To James Madison from William C. C. Claiborne, 25 March 1804 (Abstract)
§ From William C. C. Claiborne
25 March 1804, New Orleans. “In a conversation some days ago, with Major Stephen Minor,” was told “that some men in the Mississippi Territory who had heretofore been most clamorous against the Land Speculation, had now become conspicuous Speculators, and that an officer of the Government, had, (to his own knowledge) been guilty of what he conceived a fraudulent transaction.” Asked Minor to send him the facts. “On this day, I received from Major Minor, a Statement of facts, which although I do not conceive to be so fraudulent as Major Minor had Supposed I have nevertheless thought it my duty to enclose them to you.1
“My own opinion is, that it was not the intention of Congress, to put it in the power of a Citizen claiming two or three hundred acres by virtue of a Spanish Patent, to arrest the Patent, and receive a donation of Six hundred and forty acres in consequence of an early Settlement;2 but this Species of Speculation it seems is practised, and will continue, unless the law should be So amended as to put a Stop thereto.”
RC, two copies, and enclosure (DLC). First RC 2 pp.; in a clerk’s hand, signed by Claiborne; marked “(Duplicate)” and “(Private and Confidential)”; docketed by JM: “Mar. 24 & 25. 1804.” Second RC marked private and confidential. For enclosure (filed at 20 Feb. 1804), see n. 1.
1. The enclosure is Minor’s 20 Feb. 1804 statement (2 pp.) describing Cato West’s negotiations with Manuel Texada, from whom he had bought “many years ago” 240 acres of land. Minor asserted that West had recently persuaded Texada to sign a quitclaim deed giving West the entire 640 acres to which Texada was entitled under the act described in n. 2, below.

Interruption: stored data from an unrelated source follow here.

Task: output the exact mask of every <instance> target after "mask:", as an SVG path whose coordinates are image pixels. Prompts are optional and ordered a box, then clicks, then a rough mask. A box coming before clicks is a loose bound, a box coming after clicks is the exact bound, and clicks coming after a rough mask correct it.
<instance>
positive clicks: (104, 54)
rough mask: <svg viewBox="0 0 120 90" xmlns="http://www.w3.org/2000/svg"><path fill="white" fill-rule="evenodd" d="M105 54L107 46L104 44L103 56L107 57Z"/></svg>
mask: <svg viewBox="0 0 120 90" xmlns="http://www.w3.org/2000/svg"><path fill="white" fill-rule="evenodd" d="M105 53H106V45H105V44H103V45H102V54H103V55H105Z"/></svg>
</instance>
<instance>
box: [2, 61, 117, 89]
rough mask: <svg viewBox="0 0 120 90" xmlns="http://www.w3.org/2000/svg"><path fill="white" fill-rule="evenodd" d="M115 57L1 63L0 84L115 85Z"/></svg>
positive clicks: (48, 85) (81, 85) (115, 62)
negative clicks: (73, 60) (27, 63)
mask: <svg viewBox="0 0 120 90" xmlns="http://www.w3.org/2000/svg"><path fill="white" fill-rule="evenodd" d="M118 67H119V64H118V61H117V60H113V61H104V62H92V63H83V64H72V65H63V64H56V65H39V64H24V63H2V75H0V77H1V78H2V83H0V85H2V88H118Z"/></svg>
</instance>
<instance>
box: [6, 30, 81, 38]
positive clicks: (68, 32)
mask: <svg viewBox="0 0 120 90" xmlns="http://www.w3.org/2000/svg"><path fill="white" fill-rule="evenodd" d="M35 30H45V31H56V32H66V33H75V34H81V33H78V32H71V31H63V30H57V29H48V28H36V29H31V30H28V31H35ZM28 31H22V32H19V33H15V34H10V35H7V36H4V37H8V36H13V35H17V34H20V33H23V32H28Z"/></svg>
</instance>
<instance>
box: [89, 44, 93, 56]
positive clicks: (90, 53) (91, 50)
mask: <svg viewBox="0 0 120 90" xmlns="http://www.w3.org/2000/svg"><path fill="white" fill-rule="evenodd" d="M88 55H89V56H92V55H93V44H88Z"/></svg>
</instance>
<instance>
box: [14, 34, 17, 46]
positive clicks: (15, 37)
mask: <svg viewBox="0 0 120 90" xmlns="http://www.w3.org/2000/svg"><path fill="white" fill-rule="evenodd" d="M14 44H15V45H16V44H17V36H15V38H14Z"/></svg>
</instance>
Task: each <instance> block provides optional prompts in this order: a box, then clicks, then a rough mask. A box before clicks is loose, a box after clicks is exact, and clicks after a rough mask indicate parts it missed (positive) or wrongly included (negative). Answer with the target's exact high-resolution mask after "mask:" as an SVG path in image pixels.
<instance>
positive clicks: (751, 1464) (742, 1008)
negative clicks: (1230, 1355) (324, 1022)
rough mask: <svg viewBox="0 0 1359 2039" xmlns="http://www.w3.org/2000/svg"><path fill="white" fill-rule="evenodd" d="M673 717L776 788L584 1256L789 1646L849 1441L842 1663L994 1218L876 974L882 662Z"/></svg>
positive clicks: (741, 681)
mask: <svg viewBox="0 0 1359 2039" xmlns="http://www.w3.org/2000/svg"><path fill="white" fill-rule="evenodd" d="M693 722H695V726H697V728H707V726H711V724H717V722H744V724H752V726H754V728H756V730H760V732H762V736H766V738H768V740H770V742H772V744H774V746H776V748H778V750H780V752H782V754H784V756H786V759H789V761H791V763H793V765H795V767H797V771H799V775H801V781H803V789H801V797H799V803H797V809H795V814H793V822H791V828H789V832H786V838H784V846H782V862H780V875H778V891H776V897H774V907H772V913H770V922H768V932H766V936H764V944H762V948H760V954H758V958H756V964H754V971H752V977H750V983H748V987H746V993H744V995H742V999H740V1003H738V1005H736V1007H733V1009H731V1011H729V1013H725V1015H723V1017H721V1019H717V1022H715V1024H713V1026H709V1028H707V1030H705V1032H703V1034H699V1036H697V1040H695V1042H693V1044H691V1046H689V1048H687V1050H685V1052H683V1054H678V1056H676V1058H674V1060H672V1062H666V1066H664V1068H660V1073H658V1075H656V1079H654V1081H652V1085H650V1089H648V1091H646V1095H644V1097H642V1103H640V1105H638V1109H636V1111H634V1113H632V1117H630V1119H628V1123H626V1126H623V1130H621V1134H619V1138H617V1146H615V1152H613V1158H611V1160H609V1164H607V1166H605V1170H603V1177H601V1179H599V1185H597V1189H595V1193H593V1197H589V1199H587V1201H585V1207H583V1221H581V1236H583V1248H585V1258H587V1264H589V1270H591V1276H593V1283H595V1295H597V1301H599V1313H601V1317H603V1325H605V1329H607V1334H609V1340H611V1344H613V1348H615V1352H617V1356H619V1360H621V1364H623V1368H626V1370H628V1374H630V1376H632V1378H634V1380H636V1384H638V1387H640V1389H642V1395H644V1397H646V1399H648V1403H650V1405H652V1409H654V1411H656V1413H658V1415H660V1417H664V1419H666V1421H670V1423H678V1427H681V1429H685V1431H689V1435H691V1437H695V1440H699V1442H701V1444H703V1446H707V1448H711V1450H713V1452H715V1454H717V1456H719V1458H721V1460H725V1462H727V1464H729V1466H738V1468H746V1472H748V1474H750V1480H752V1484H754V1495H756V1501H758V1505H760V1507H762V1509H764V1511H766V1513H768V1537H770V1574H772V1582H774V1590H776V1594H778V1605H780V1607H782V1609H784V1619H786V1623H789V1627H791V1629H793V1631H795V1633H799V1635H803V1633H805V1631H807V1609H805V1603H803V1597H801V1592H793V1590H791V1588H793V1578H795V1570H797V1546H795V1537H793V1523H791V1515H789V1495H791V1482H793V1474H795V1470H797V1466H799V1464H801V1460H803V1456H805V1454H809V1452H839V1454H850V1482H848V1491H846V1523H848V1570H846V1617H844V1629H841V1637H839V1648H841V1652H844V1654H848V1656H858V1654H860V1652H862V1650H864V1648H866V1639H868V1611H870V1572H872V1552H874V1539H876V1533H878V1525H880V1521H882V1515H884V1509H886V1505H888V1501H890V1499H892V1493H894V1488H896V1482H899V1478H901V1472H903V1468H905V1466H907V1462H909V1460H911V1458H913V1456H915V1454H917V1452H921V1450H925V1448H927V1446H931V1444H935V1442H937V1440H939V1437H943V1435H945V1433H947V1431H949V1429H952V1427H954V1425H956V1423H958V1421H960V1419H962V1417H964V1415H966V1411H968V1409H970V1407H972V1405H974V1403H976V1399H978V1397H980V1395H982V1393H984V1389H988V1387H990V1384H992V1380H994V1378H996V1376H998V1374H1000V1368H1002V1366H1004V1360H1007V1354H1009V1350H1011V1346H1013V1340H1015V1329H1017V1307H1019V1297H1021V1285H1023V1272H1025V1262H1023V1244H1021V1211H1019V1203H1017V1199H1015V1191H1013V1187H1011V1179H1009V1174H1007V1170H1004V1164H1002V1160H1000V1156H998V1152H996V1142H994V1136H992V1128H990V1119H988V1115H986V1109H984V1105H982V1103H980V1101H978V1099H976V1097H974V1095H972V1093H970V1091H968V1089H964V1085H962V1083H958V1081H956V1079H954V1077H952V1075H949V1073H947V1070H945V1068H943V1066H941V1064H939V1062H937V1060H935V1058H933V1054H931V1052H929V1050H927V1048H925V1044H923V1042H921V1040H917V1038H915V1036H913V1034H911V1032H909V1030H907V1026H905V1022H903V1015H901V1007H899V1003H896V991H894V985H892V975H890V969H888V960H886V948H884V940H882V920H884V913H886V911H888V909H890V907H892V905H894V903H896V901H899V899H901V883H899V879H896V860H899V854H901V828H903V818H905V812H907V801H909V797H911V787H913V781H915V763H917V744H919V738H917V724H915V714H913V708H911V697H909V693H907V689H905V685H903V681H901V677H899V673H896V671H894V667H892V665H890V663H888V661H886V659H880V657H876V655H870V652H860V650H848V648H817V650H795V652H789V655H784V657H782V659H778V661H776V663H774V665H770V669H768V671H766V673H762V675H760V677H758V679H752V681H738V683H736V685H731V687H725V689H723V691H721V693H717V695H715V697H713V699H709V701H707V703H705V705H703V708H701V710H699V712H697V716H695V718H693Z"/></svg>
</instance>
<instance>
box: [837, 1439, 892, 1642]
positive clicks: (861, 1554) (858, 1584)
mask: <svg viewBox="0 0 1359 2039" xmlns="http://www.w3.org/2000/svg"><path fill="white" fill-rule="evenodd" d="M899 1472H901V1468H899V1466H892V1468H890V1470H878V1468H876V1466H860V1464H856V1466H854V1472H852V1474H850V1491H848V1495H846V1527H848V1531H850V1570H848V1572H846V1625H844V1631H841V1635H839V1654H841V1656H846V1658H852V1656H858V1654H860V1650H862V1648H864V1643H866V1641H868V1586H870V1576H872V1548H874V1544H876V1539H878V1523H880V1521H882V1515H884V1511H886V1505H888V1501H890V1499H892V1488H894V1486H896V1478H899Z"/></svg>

2. Following passage of the “Act regulating the grants of land, and providing for the disposal of the lands of the United States, south of the state of Tennessee,” some holders of smaller Spanish and British land grants in the regulated territories hid those grants and obtained instead, as settlers resident in the Mississippi Territory on 27 Oct. 1795, grants of up to 640 acres ( , 2:229–35; Carter, Territorial Papers, Mississippi, 5:327).